Scientists have found that 73,000 years ago, a slope from the volcanic island Fogo in the Cape Verde islands off the coast of Africa fell into the ocean and caused a tsunami, the Washington Post reports.
"You're displacing a huge mass, which must generate movement of water," Ricardo Ramalho, the lead researcher behind the study, told The Washington Post.
"And in the case of volcanic flank collapses they can be very acute, because you have all this mass collapsing basically into the oceans."
Ramalho published the work along with a team of researchers from Columbia University as well as several universities in Portugal and Japan.
The study was published in the journal Science Advances.
Scientists say that the powerful tsunami wave must have surged over the top of a more than 600-foot high cliff, attaining water levels nearly 900 feet above sea level.
In 2007, Ramalho saw large boulders on top of the high plateau in Santiago that ended in a steep cliff face and was puzzled by their origin. Ramalho and his colleagues decided to take a closer look at the boulders and other associated geological evidence at much higher elevations.

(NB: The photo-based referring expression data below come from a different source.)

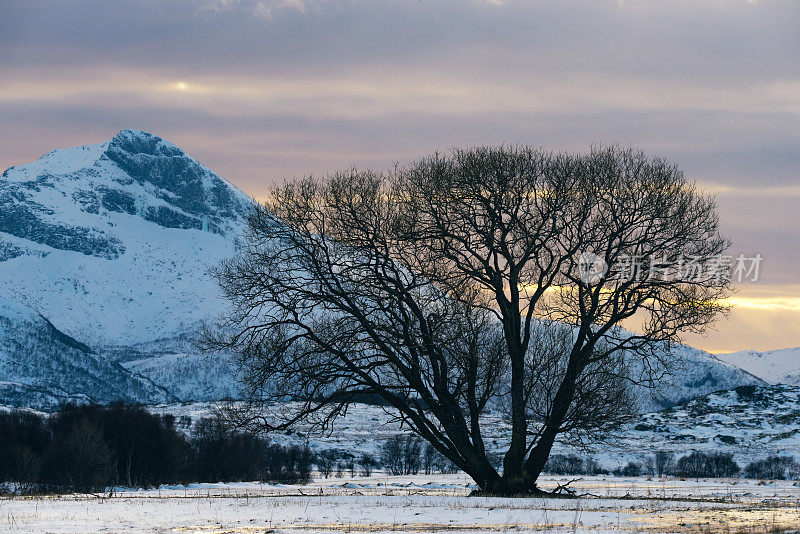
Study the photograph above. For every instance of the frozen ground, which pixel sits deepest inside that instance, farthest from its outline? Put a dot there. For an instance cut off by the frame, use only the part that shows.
(751, 422)
(423, 503)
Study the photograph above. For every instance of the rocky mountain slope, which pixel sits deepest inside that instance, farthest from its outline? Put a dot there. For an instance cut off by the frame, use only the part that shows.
(774, 367)
(41, 366)
(112, 243)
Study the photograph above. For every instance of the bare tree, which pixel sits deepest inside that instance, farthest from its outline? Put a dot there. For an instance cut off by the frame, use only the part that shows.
(461, 281)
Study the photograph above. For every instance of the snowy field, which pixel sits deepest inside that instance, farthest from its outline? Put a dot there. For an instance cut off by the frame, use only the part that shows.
(423, 503)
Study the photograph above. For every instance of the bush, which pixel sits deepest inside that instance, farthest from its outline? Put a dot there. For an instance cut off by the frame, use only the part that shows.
(662, 463)
(773, 467)
(632, 469)
(367, 463)
(402, 455)
(701, 465)
(89, 448)
(326, 460)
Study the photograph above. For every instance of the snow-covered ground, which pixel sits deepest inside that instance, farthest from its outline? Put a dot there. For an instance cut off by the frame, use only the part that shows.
(752, 422)
(774, 366)
(422, 503)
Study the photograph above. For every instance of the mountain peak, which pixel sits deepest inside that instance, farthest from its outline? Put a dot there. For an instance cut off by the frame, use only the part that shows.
(141, 142)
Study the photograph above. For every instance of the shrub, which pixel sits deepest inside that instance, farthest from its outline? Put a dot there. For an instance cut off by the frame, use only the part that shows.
(701, 464)
(632, 469)
(367, 463)
(402, 455)
(773, 467)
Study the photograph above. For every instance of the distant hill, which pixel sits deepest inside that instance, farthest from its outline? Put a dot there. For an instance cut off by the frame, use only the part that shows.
(774, 367)
(110, 245)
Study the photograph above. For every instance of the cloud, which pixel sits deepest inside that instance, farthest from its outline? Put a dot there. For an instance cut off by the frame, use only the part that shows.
(262, 90)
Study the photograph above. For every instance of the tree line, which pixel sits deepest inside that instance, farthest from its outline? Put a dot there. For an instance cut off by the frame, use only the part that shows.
(493, 277)
(696, 464)
(91, 448)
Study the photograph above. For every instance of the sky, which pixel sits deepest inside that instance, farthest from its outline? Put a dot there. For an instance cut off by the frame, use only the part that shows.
(262, 91)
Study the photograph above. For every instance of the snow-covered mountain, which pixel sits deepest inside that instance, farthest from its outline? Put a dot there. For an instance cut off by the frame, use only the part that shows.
(693, 373)
(774, 367)
(110, 244)
(41, 366)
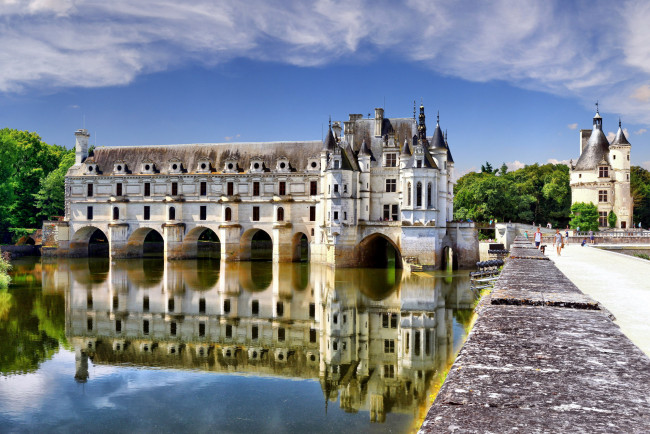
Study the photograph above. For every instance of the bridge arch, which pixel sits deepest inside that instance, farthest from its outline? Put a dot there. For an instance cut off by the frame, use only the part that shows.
(379, 251)
(89, 241)
(256, 244)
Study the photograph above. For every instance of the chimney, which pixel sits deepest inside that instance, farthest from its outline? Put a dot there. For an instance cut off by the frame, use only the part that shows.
(379, 120)
(81, 146)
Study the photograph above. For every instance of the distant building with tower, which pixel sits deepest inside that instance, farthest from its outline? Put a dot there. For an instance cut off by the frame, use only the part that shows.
(602, 174)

There was also strong evidence that Fogo had undergone a partial collapse, which the scientists connected with the occurrence of a megatsunmsami.
Ramalho and his colleagues now assert that the boulders must have come from far below, up the side of a sheer vertical cliff, a feat that could only be achieved by a megatsunami.
The researchers conclude that tsunamis may occur on certain volcanic islands. They encouraged the study of volcanic islands so as to "realistically assess the full hazard potential of such low-probability but high-impact events."
"I'm not saying that this is going to happen on Fogo or elsewhere, tomorrow," says Ramalho. "I'm just saying, this happened in the past, so we need to be vigilant."